A few weeks before I met Aniello, I saw Glazer and Jacobson give speeches at the Girls Write Now Awards, a gala for a writing mentorship nonprofit. (Full disclosure: I volunteer with the organization.) Glazer approached the podium in a dress shirt and tie, wrestled the mic loose from its stand, and, with bravado cut through with a dash of nervousness, addressed a crowd that included Zadie Smith and Melissa Harris-Perry. It was a powerful speech, and a particular section of it has stuck with me.
"Malcolm Gladwell — not a woman, bear with me one second — Malcolm Gladwell said his thing about 10,000 hours," Glazer said, "that a person needs to do something for 10,000 hours to achieve mastery in a field. Great, love it. OK.
"But, ladies," she continued, "please do not wait until the ten-thousandth hour to put your shit out there. Men and boys get to occupy that big, fat middle section of the bell curve, of mediocre TV shows, of meh movies, of books that are just … fine. They get to profit off this huge chunk of the industry, so why can’t you occupy some of that space before your work is absolutely prim and perfect?"

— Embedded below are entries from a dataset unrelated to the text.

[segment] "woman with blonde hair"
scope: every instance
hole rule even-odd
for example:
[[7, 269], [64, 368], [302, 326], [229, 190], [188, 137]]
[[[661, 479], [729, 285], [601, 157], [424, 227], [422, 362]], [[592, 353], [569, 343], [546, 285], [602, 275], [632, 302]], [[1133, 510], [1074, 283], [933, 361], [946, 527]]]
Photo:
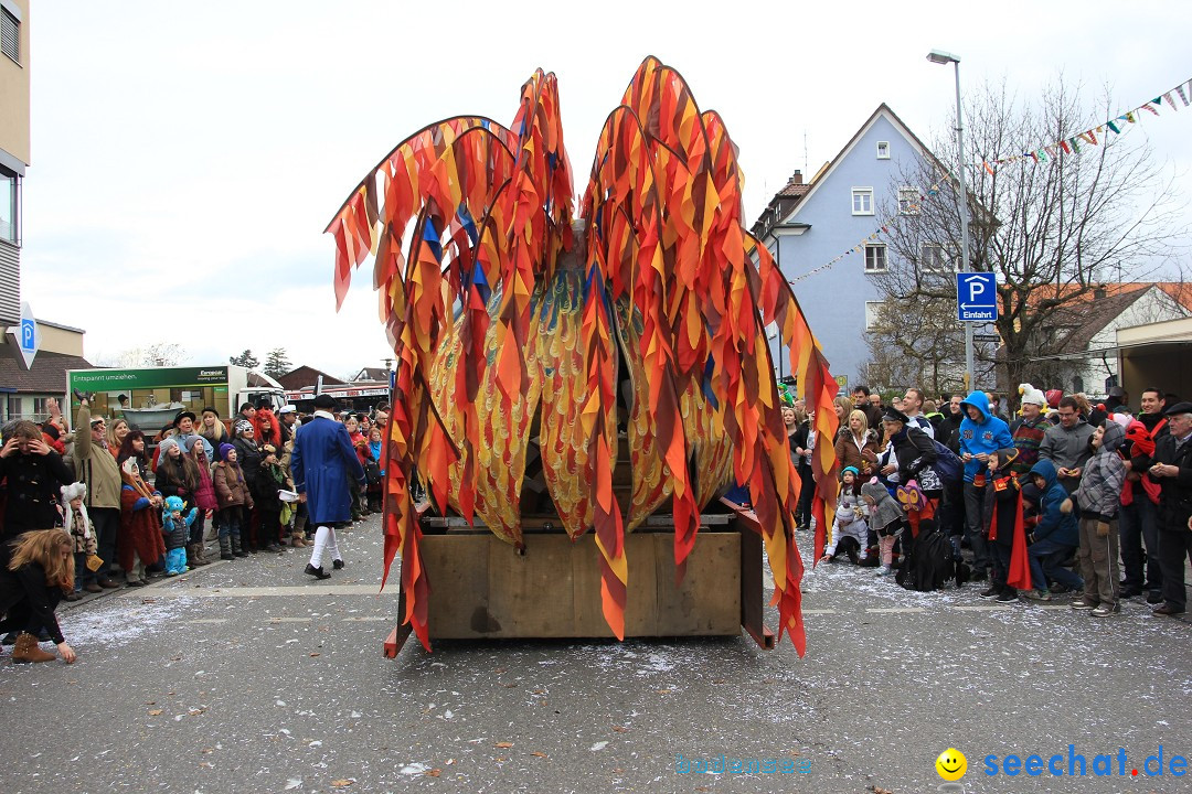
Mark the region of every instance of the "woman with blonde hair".
[[112, 451], [114, 456], [120, 451], [120, 444], [124, 443], [124, 437], [129, 434], [132, 430], [129, 426], [129, 420], [124, 417], [119, 419], [112, 419], [112, 424], [107, 426], [107, 449]]
[[62, 661], [75, 661], [58, 620], [62, 598], [74, 590], [74, 540], [62, 530], [33, 530], [13, 545], [8, 567], [0, 570], [0, 630], [18, 631], [13, 662], [49, 662], [54, 654], [37, 645], [44, 629], [58, 646]]
[[853, 467], [857, 476], [857, 488], [867, 482], [874, 474], [874, 465], [865, 459], [864, 452], [869, 450], [877, 454], [877, 433], [869, 429], [869, 418], [864, 411], [853, 408], [849, 413], [849, 424], [842, 426], [843, 431], [836, 437], [836, 458], [840, 462], [840, 470]]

Constructive criticism is valuable, and it is important to call things out when they really do offend us. But it’s also possible to see how an overrepresentation of this criticism and the pressure on a film to Mean Something For All Women hinder it from getting written at all. But there is a certain point when, especially for women and other minorities who do not see themselves represented onscreen, this pressure internalizes into self-doubt, when the desire to make a "perfect" film might result in not making one at all.
"Just keep making it and build something," Glazer said. "And make money from it along the way. Along the way. Not just at the top. Don’t wait."
There was a raucous applause. Glazer sighed, as if at the entire world, "And God forbid us women enjoy ourselves a bit."

"I’m feeling really good," Aniello says once our plates have been cleared away. "I think I have anxiety during making anything, because I always feel like it could be better, I could always go back and do reshoots. But once that door closes and it’s like, OK, here’s what it is, then the anxiety goes away."
Or, at least most of it does. She’s aware that the stakes are higher than they should be, and that Rough Night has the potential to create a ripple effect — for good or ill. "There aren’t so many female comedies in general, so when one of them comes out, it better do well," she says. "You don’t wanna inadvertently narrow the path for whoever’s coming behind you."
But she notes that in the lead-up to the premiere she has been able to detach a bit because, unlike some directors, Aniello doesn’t see herself as an auteur so much as an orchestrator of many collaborators. "I’m really proud of the work a lot of people have done on it aside of even myself," she says. "So I’m able to look at it outside of myself."
Her therapist, surprisingly, has given her permission to read the reviews. "I’m not gonna read all the tweets, of course," she says, laughing. "But I think I probably will read the reviews. I’m excited because I love the movie, so I hope they do too.
"But no matter what I’m gonna kiss myself on the shoulder. No matter what they say."